Re: Undefined code positions in 8-bit character sets

From: Kenneth Whistler (
Date: Mon May 05 2008 - 14:29:32 CDT

  • Next message: Kenneth Whistler: "Re: Stability Policy Update"

    > Andreas Prilop wrote on Monday, May 05, 2008 4:30 PM
    > >I refer to
    > >
    > >
    > >
    > > In ISO-8859-1, code position 0x90 is mapped to U+0090.
    > > In Windows-1252, code position 0x90 is listed as "undefined".
    > >
    > > Why are they treated differently?

    Different theory by the maintainers of the two sets of files.

    I am the most recent maintainer of record for the 8859-X mapping
    files posted on the Unicode website.

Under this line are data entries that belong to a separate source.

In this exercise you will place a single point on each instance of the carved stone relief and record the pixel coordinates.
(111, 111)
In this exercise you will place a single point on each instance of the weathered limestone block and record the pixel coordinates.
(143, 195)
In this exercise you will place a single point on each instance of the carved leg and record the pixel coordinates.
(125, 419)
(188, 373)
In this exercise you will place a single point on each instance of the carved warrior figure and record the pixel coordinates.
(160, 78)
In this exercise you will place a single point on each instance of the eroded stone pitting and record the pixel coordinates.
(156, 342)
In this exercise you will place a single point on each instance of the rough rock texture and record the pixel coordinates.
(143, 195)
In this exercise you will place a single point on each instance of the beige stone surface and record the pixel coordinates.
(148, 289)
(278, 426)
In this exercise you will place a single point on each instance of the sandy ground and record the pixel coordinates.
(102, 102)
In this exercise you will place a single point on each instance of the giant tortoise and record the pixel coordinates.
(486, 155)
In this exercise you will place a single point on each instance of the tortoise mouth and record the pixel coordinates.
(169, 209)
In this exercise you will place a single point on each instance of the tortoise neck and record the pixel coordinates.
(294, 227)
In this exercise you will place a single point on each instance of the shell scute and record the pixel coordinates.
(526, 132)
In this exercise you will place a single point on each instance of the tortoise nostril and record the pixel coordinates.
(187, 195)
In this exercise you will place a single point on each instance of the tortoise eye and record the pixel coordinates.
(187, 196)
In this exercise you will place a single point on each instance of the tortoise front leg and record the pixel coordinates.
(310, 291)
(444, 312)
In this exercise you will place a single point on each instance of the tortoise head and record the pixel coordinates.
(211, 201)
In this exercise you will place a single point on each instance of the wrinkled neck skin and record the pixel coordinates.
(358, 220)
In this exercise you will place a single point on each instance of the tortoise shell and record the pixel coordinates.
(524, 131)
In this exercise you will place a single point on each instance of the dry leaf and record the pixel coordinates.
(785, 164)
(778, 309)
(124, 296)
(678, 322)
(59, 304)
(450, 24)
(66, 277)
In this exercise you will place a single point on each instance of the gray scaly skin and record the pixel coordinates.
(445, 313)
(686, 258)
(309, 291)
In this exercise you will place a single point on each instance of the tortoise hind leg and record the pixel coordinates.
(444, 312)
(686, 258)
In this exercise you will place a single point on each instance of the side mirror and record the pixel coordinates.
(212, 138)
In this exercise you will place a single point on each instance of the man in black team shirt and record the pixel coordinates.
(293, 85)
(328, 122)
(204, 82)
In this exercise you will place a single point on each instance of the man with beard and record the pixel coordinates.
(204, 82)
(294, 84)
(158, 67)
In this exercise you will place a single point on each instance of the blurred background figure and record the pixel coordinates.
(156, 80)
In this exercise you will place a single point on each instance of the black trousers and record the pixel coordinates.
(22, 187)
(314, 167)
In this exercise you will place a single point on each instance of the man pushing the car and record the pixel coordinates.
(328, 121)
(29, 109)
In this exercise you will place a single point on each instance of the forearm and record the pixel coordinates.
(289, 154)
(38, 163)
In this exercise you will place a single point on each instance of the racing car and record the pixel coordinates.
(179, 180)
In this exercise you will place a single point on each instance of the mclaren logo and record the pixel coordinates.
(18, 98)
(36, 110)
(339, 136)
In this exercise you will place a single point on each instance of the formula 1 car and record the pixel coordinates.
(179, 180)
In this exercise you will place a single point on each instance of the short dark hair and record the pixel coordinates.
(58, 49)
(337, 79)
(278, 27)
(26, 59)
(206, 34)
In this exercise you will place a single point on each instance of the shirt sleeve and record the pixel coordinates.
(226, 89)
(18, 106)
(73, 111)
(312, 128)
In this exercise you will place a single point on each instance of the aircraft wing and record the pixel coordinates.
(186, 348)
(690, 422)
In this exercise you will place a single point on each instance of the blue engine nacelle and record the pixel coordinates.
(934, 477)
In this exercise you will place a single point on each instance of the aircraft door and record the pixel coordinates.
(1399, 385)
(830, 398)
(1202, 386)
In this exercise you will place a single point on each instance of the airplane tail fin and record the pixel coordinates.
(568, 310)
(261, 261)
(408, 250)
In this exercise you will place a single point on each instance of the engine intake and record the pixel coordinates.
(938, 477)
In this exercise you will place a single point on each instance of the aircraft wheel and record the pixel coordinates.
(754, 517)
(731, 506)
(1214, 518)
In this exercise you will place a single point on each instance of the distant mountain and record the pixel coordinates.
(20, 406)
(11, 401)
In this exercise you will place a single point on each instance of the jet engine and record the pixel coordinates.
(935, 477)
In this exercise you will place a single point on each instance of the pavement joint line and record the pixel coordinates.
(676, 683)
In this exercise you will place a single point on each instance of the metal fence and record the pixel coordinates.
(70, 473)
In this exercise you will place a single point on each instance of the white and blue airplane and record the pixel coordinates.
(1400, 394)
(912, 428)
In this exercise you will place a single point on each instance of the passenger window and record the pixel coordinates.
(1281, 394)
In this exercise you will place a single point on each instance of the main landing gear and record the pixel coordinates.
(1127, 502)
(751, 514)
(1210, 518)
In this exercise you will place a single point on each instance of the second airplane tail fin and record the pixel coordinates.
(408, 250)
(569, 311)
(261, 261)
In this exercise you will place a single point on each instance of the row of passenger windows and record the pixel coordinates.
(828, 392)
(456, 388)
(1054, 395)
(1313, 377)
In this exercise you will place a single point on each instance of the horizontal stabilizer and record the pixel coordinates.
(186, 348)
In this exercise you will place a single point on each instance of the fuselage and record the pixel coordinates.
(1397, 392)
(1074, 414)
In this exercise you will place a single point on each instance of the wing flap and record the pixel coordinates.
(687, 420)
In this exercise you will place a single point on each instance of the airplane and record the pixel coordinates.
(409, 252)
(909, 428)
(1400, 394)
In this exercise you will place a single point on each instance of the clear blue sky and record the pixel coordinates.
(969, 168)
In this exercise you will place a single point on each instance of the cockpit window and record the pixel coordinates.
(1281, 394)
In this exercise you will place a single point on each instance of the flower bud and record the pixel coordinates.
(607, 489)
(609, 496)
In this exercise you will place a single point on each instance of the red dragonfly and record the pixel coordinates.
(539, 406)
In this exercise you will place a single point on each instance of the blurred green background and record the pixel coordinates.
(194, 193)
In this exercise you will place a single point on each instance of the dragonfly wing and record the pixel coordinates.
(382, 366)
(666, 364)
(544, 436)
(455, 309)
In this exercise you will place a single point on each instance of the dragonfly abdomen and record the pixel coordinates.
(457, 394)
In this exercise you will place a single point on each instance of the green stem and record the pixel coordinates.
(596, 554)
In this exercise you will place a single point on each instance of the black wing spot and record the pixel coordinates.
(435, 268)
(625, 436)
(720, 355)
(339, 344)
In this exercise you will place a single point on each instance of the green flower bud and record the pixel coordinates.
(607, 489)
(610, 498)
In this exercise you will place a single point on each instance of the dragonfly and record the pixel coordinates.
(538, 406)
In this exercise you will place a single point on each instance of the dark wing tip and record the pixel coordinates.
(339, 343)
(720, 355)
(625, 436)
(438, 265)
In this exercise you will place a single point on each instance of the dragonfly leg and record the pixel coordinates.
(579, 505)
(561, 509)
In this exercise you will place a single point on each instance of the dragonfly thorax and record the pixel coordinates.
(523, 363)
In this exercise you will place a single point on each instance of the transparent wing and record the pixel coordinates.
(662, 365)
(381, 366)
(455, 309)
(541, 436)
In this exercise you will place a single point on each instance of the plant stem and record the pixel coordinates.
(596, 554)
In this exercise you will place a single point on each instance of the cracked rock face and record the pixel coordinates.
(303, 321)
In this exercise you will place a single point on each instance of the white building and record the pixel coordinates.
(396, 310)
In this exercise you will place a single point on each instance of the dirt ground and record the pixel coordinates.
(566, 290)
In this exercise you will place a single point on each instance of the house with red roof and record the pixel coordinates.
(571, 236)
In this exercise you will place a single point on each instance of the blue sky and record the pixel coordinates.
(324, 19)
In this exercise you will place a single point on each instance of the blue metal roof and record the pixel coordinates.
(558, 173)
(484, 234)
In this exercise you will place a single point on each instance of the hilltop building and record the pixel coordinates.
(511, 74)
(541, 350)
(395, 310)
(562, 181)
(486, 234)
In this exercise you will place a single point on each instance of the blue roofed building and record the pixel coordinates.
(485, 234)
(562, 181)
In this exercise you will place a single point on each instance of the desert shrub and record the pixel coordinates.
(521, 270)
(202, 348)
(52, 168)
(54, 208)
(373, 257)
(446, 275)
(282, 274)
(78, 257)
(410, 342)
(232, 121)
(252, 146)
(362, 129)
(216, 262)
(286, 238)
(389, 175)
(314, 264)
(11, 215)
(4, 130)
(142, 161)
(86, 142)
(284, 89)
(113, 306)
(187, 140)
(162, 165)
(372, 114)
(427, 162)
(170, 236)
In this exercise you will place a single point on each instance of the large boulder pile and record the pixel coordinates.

For those I follow the
    consensus of the UTC that mappings for control code points
    in the 8859-X family of ASCII-derived encodings to/from Unicode
    is least problematical if 0x00 <--> U+0000, 0x01 <--> U+0001,
    etc. This is, in fact, the way that almost all commercial
    conversions handle the control code conversions for 8859-X
    character sets.

    Since 8859-1.TXT and the other mapping tables posted on the
    Unicode website are intended to provide practical *mapping*
    guidelines for implementers, it would be pedantic in
    the extreme (and counterproductive) to post them up as
    documentation of the 8859-X standards *without* the control
    code mappings.

    The Microsoft mapping tables are contributed by and maintained
    by Microsoft, and follow Microsoft standards practice for
    table definition. 0x00..0x1F are mapped through to U+0000..U+001F,
    but because most Microsoft code pages contain graphic characters
    in the 0x80..0x9F range, those characters are mapped, but
    unassigned code points are simply left #UNDEFINED, as is
    also the case for Microsoft double-byte code pages. This allows
    a distinction to be made between that status and #DBCS LEAD BYTE

    In practice, of course, when actually implmenting conversion
    tables from Microsoft code pages to/from Unicode, nearly all
    commercial implementations, including Microsoft's, map undefined
    values in the 0x80..0x9F range (for non-DBCS code pages) to
    the corresponding Unicode U+0080..U+009F control code character,
    rather than to U+FFFD.

    > > International Standard ISO/IEC 8859-1 does *not* define
    > > code position 0x90. So it might also be listed as "undefined".
    > 0x90 is defined in the IANA version of ISO-8859-1, which calls up the
    > description in RFC1345. In a web context, I believe the IANA definition
    > should take precedence over ISO/IEC.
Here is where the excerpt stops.